Grab that .smd file and plop it into Cinema4D, assuming it all goes correctly, the model should look fairly decent, but it definitely needs some optimization and extra touches. Make sure to load in and apply those textures you got from VTFEdit. Now that that's done, delete the 'Normals' Tag and the Weights tag. Make sure to delete all the joints too, since it's just a static object.

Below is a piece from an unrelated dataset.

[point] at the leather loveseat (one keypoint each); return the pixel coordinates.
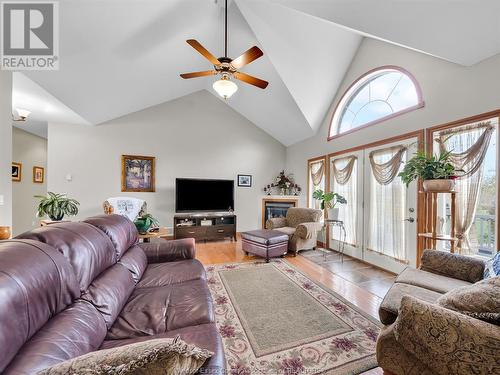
(72, 288)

Your horns will probably look like blocky crap, but that's okay for now. Before we start to subdivide and smooth it out, enable your horns' phong and crank it up to 180. Optimize your mesh (U + O) and create a Subdivision Surface. Place your model under the Subdivision Surface and change your Subdivision settings similar to how I did:
After you parent your mesh with a Subdivision Surface, you may start to notice the middle point of your horns looking really lopsided and seem to be connecting to each other. To remedy this, enter Polygon mode and use "Fill Selection" (U + F), then select one of the horns. With one of the horns selected, right click in your viewport and click Split and press delete. You will now have two separate horn meshes, one being Subdivided and another not. To rejoin the meshes and Subdivide them, select both objects, right click and press "Connect Objects + Delete". This will join both of your models under one mesh, but it will keep them "separated". Congratulations, you should have a fairly optimized import. Make sure to keep hold of it, as we still have a model to attach it to in Part 2.